Sean’s eyes went to the side window. The terrain here was growing ever steeper. Even as the warming sun came up, it seemed dark and cold. He thought back to the room at Atlee. To a story on a wall that had probably taken Sam Quarry years to construct. Then he thought back to that night in Georgia, walking down that street, seeing the young lady on top of the future president, falling out of the car with her panties dangling around her ankles. The man had a beautiful, intelligent wife at home waiting for him. He’d just been elected to the U.S. Senate. And he was getting balled by some twenty-year-old chick in a car?

And then his mind turned to another woman. Tippi Quarry.

He raped me, Daddy.

A bloody abortion.

A coma for all these years.

Persistent vegetative state , Quarry had written on the wall, underlining each word three times.

Sean had no children. But if he had and something like that had happened to his daughter, what would he do? How far would he go? What sort of a story on a wall would he construct? How many people could he kill?

He slid the gun back in his belt holster.

They would find Sam Quarry up at the mine. He was sure of that. They would find Willa and this Diane woman too. Whether alive or not he was uncertain.

But as to the question of what he and Michelle should do about it all?

He really didn’t know.

CHAPTER 80

AN HOUR BEFORE the two choppers carrying the president and his security detail landed, a pair of large helicopters with two dozen Hostage Rescue Team members and lots of equipment hit the dirt about a hundred yards from Quarry’s little house. The men rolled off and then fanned out, guns ready. Equipment was hauled off the chopper and then deployed. They did a recon of the immediate area but came up with zero.

In the lead-lined bunker, Carlos, who had heard the chopper come in, hunkered down below the grade line, but his gaze never left the TV monitor set up in front of him. He did make the sign of the cross and mumble a short prayer.

Half the HRT squad set up a temporary perimeter while the other half pulled some more equipment from the second chopper.

Principal among these were two mobile robots, weighing about a hundred pounds apiece. They set them on the ground, fired them up, and one HRT member, using what looked like a very sophisticated joystick, sent the first robot into action. It rolled around and around the perimeter of the house, growing closer to it with each pass and finally entering the house and making a sweep inside. If there were any mines, IEDs, or other explosives here, the robot’s onboard infrared sensors would detect them before detonation occurred.

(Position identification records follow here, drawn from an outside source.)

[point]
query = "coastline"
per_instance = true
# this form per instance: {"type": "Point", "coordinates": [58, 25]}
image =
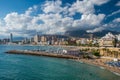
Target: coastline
{"type": "Point", "coordinates": [101, 63]}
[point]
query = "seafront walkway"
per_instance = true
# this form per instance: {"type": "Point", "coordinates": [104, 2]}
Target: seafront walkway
{"type": "Point", "coordinates": [41, 53]}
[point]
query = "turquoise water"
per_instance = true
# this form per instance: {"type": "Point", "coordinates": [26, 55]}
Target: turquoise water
{"type": "Point", "coordinates": [27, 67]}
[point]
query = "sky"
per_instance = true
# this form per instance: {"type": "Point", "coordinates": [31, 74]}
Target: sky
{"type": "Point", "coordinates": [27, 17]}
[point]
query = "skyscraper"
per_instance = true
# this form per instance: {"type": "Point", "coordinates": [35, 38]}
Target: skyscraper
{"type": "Point", "coordinates": [11, 37]}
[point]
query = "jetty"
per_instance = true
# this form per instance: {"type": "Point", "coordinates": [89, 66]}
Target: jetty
{"type": "Point", "coordinates": [41, 53]}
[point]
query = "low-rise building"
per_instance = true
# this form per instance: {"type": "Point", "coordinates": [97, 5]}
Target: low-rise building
{"type": "Point", "coordinates": [107, 41]}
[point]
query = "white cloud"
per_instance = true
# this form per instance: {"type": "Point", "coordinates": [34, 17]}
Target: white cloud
{"type": "Point", "coordinates": [51, 6]}
{"type": "Point", "coordinates": [117, 20]}
{"type": "Point", "coordinates": [118, 4]}
{"type": "Point", "coordinates": [96, 30]}
{"type": "Point", "coordinates": [99, 2]}
{"type": "Point", "coordinates": [113, 13]}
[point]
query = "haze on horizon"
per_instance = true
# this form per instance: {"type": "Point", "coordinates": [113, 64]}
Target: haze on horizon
{"type": "Point", "coordinates": [28, 17]}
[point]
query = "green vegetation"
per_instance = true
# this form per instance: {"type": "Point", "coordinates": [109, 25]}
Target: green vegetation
{"type": "Point", "coordinates": [96, 53]}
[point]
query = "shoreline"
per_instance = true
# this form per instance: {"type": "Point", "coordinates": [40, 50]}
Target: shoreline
{"type": "Point", "coordinates": [101, 62]}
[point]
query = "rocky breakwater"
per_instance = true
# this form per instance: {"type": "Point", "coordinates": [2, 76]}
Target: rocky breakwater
{"type": "Point", "coordinates": [41, 53]}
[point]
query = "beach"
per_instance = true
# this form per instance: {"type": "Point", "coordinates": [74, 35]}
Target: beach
{"type": "Point", "coordinates": [102, 64]}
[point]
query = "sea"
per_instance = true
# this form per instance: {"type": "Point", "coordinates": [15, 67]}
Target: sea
{"type": "Point", "coordinates": [29, 67]}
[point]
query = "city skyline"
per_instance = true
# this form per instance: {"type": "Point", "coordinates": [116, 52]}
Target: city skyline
{"type": "Point", "coordinates": [26, 18]}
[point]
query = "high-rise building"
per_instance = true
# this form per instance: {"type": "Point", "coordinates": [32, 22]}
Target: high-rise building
{"type": "Point", "coordinates": [11, 37]}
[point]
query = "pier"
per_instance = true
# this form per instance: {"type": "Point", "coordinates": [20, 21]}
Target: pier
{"type": "Point", "coordinates": [40, 53]}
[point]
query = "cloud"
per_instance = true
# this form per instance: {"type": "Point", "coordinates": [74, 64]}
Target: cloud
{"type": "Point", "coordinates": [96, 30]}
{"type": "Point", "coordinates": [117, 20]}
{"type": "Point", "coordinates": [118, 4]}
{"type": "Point", "coordinates": [54, 18]}
{"type": "Point", "coordinates": [113, 13]}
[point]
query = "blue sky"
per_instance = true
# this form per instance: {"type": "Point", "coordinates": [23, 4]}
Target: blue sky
{"type": "Point", "coordinates": [26, 17]}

Then the HRT explosives specialists could dispose of them safely.

No explosives were detected, so they sent out the second robot. This was even more cutting-edge than the first. The HRT squad had named this machine the Gamma Hound. Its role was to detect radiological, biological, or chemical substances over whatever ground it passed. The HRT squad member used a practiced hand at the joystick to send Gamma Hound on its rounds, even rolling it up on the porch and into the house. Gamma Hound never once “barked.” The place was clean.

Only then did the HRT squad approach the house and then go inside. What they found in there stunned even the most veteran members of the group.

The leader got on his two-way and reported, “We got a nonresponsive Caucasian female between thirty and forty in a hospital bed hooked up to what appears to be an elaborate life support system juiced by a battery generator. We’ve checked the place for weapons and other threats and found none. Other than her the place is clean.”

The squad leader waiting outside listened to this report and then exclaimed, “What in the hell did you just say?”

His man repeated it. The HRT leader in turn radioed this information back to the president’s chopper.

One of his men looked at him and said, “What do we do now?”

“We go over that house with a fine-toothed comb. And we lock this whole area. I don’t want one living thing, other than the coma lady in there, within a thousand yards of this place.”